The pledge was modeled after safety initiatives developed by the aviation industry. The Federal Aviation Administration regularly meets with the purpose of discussing safety and risk management. These efforts have shown to lower rates of plane accidents and crashes. Now the auto industry is jumping on board and organizing “cross-company” to implement similar safety measures.
This is not the first instance of proactive safety in the auto-industry, however. In 2015, 10 car companies opted to install automatic emergency braking as a standard safety measure in all of their cars. The decision preceded any federal regulations demanding it. This was an example of the auto-industry taking safety precautions upon themselves to implement. This new measure is an example of industry and regulators coming together in an unprecedented way for automakers.
Revolutionary Move for the U.S. Auto Industry
General Motors Co., Ford Motor Co. and Toyota Motor Corp are a few of the major car manufacturers signed on to the new safety pledge. The plan is meant to encourage cooperation between these big players and others; in order to share effective measures with each other when it comes to notifying the public about vehicle recalls.

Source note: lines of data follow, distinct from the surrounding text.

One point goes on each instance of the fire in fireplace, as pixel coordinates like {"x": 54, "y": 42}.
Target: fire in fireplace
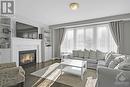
{"x": 27, "y": 57}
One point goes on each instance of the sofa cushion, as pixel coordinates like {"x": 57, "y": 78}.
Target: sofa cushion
{"x": 124, "y": 66}
{"x": 81, "y": 54}
{"x": 108, "y": 60}
{"x": 92, "y": 54}
{"x": 75, "y": 53}
{"x": 107, "y": 55}
{"x": 86, "y": 53}
{"x": 101, "y": 63}
{"x": 92, "y": 61}
{"x": 100, "y": 55}
{"x": 78, "y": 58}
{"x": 116, "y": 61}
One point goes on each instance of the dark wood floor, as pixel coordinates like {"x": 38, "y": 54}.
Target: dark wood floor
{"x": 30, "y": 80}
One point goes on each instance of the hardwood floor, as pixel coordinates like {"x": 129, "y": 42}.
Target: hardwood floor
{"x": 30, "y": 80}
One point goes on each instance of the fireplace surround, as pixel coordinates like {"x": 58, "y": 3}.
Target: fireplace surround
{"x": 27, "y": 57}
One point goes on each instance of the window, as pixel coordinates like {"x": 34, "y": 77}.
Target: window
{"x": 90, "y": 37}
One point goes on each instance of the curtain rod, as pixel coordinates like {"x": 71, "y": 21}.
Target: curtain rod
{"x": 91, "y": 24}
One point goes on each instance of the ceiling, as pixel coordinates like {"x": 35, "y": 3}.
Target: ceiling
{"x": 51, "y": 12}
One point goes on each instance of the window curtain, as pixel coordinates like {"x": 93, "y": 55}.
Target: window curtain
{"x": 59, "y": 35}
{"x": 116, "y": 28}
{"x": 96, "y": 37}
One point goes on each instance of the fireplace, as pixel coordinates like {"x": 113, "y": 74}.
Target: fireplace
{"x": 27, "y": 57}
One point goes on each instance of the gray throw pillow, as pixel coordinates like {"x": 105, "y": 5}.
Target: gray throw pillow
{"x": 108, "y": 60}
{"x": 107, "y": 55}
{"x": 92, "y": 54}
{"x": 123, "y": 66}
{"x": 116, "y": 61}
{"x": 100, "y": 55}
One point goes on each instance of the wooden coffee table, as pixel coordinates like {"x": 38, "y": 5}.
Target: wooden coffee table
{"x": 73, "y": 66}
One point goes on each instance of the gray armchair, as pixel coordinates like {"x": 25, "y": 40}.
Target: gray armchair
{"x": 11, "y": 75}
{"x": 112, "y": 77}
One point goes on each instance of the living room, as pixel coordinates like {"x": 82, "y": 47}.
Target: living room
{"x": 64, "y": 43}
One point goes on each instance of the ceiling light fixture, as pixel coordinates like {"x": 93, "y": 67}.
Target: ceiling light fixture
{"x": 74, "y": 6}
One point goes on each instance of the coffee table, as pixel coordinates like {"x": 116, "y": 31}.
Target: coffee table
{"x": 73, "y": 66}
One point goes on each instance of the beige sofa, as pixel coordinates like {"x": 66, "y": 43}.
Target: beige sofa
{"x": 91, "y": 56}
{"x": 11, "y": 75}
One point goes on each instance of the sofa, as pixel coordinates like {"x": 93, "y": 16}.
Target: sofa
{"x": 11, "y": 75}
{"x": 114, "y": 74}
{"x": 91, "y": 56}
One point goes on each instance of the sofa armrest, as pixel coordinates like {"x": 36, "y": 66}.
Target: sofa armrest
{"x": 107, "y": 77}
{"x": 21, "y": 70}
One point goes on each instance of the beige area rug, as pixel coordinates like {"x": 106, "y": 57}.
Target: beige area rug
{"x": 65, "y": 78}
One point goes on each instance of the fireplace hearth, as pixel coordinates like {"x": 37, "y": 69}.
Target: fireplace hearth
{"x": 27, "y": 57}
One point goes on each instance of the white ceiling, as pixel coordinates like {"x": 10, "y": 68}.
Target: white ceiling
{"x": 52, "y": 12}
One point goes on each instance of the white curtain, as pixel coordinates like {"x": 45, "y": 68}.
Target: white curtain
{"x": 89, "y": 37}
{"x": 59, "y": 37}
{"x": 116, "y": 30}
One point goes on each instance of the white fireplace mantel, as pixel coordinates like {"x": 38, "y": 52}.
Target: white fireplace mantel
{"x": 22, "y": 44}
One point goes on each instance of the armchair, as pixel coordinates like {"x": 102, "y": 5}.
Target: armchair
{"x": 11, "y": 75}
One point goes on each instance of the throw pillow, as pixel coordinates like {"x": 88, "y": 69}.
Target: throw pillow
{"x": 86, "y": 53}
{"x": 116, "y": 61}
{"x": 92, "y": 54}
{"x": 75, "y": 53}
{"x": 124, "y": 66}
{"x": 81, "y": 54}
{"x": 107, "y": 55}
{"x": 108, "y": 60}
{"x": 100, "y": 55}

The teamwork happening amongst companies that would consider themselves competitors is fairly revolutionary. Normally, companies working to out-sell one another would not find a benefit to sharing tips and tricks. In the case of this agreement, public welfare is being put ahead of capital. We should all be relieved to see safety at the forefront of auto manufacturers’ minds!
GM CEO Mary Barra referred to the collaboration as a “historical moment.”
According to Business Insider, Foxx echoed this sentiment: “Perhaps years from now we will look back at this moment as a moment when, at a time when there may have been some skepticism about the safety of the automotive industry in general, the industry stepped up and made a hard pivot with us towards a more proactive culture.”
Hopefully, this will be one step of many dedicated to improving public safety. With expectations of self-driving cars around the corner and many other technological advancements being made in the ways we get from A to B, driving safety is important now more than ever. This pledge may very well set a precedent for new ways for industries to collaborate with regulations rather than combat them.